I unbuttoned my jacket, undid a couple of shirt buttons, and revealed the bandages around my middle.
“Broken ribs?”
“A few.”
“Same thing happened to me when I was in the army,” he said. “Not combat heroics, I was stationed in Bayonne, New Jersey, and some Irish lout from Brooklyn backed a Jeep right into me. But for the grace of a few inches, I’d have ended up childless, singing soprano, and voting Democrat.”
I smiled.
“Don’t do that,” he said. “Got to hurt like hell.”
“Then don’t be funny,” I said.
He smiled. A real smile, devoid of scorn. “Army doctors couldn’t do a damn thing to patch me, just wrapped the ribs and told me to wait. When I mended, they shipped me off to the ETO.”
“No medical progress since then.”
“When did this happen to you? Not that I really care.”
“Two days ago. Not that it’s any of your business.”
He gave a start. Glared. Plucked brown fabric from his sunken chest. Broke into arid laughter, coughed up more mucus. When the wheezing stopped, he said, “How about a drink? It’s almost noon.”
As I followed him through dim, dusty, high-ceilinged rooms full of Georgian antiques and Chinese porcelain, he said, “How’d the other guy fare?”
“Worse than me.”
“Good.”
We sat at a round table in his octagonal breakfast room, just off a kitchen whose stainless steel counters and chipped white cabinets said it hadn’t been altered for half a century.
Mullion windows looked out to a shade garden. The table was seasoned mahogany, cigarette burned and water-marked, circled by four Queen Anne chairs. The wall covering was a pale green silk Asian print, crowded with peonies and bluebirds and fictitious vines, faded white in spots. A solitary framed photo hung on the wall. Black and white, also diminished by decades of ultraviolet.
When Beamish left to fetch the drinks, I took a look at the picture.
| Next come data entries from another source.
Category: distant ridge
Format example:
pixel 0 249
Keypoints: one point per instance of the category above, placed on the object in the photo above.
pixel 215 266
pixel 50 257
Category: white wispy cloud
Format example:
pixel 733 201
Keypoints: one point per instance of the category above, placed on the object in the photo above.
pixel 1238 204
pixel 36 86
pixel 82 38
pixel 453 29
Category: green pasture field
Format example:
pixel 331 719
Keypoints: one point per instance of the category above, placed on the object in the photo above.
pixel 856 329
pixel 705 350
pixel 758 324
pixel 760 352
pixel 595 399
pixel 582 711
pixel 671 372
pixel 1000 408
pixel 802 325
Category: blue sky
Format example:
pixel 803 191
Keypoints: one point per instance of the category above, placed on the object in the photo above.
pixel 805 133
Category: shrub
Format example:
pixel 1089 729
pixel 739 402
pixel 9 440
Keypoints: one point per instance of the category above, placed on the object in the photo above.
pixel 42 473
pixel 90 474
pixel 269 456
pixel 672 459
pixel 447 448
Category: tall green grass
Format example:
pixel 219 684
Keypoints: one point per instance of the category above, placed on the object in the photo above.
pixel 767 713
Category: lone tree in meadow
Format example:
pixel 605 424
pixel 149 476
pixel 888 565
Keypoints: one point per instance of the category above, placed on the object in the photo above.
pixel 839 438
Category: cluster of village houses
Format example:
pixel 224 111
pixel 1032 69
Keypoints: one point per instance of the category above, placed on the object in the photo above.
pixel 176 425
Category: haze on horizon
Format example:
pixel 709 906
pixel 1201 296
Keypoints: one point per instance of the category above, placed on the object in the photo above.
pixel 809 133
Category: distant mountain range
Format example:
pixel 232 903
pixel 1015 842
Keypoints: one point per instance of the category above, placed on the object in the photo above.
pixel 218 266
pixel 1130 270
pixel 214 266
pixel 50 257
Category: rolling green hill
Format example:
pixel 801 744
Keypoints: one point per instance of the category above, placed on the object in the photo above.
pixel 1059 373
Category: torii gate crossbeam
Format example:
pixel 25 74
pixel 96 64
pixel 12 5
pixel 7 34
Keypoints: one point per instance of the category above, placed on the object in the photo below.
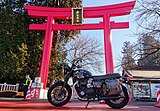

A lanky, light-haired young man in an army captain’s uniform stood arm and arm with a pretty young woman. Her cloche hat rested on dark curls. She wore a fitted summer suit and held a bouquet.
Big ship in the background. U.S.S. something. A fountain-penned caption in the lower right border read: 4/7/45, Long Beach: Betty and Al. Back from the war at last!
Beamish returned with a cut-crystal decanter and a pair of matching old-fashioned glasses, lowered himself to a chair slowly, struggling to hide his own wince. Then changing his mind.
“Eventually,” he said, “you don’t need to be beat on to ache. Nature does it all by her cruel self.” He poured us each two fingers, slid my tumbler across the table.
“Thanks for the encouragement.” I held mine up.
He grunted and drank. I imagined Milo in forty years, hacking and swigging and pronouncing about the sorry state the world had gotten itself into. Old and white-haired.
The fantasy ended when I got to heterosexual and rich.
Beamish and I drank. The whiskey was a single malt, peaty, sweetish going down, with a nice after-burn that reminded you it was alcohol.
He licked the spot where his lips used to be, put his glass down. “This is the good stuff, Lord knows why I brought it out.”
“Uncharacteristic burst of generosity,” I said.
“You’re an insolent one- none of the obsequiousness of a public servant.”
“I’m not one. I’m a psychologist.”
“A what- no, don’t answer, I heard you fine. One of those, eh? The fat detective sent you over here to deal with an unbalanced old fossil?”
“All my idea.” I gave him a short explanation of my relationship to the police. Expected the worst.
Beamish drank some more and tweaked the tip of his nose. “When Rebecca died I saw no point in living. My children insisted I see a psychiatrist and sent me to a Jewish chap in Beverly Hills. He prescribed pills I never took and referred me to a Jewish woman psychologist in his office. I rejected her out-of-hand as a high-priced babysitter but my children coerced me. Turned out, they were right. She helped me.”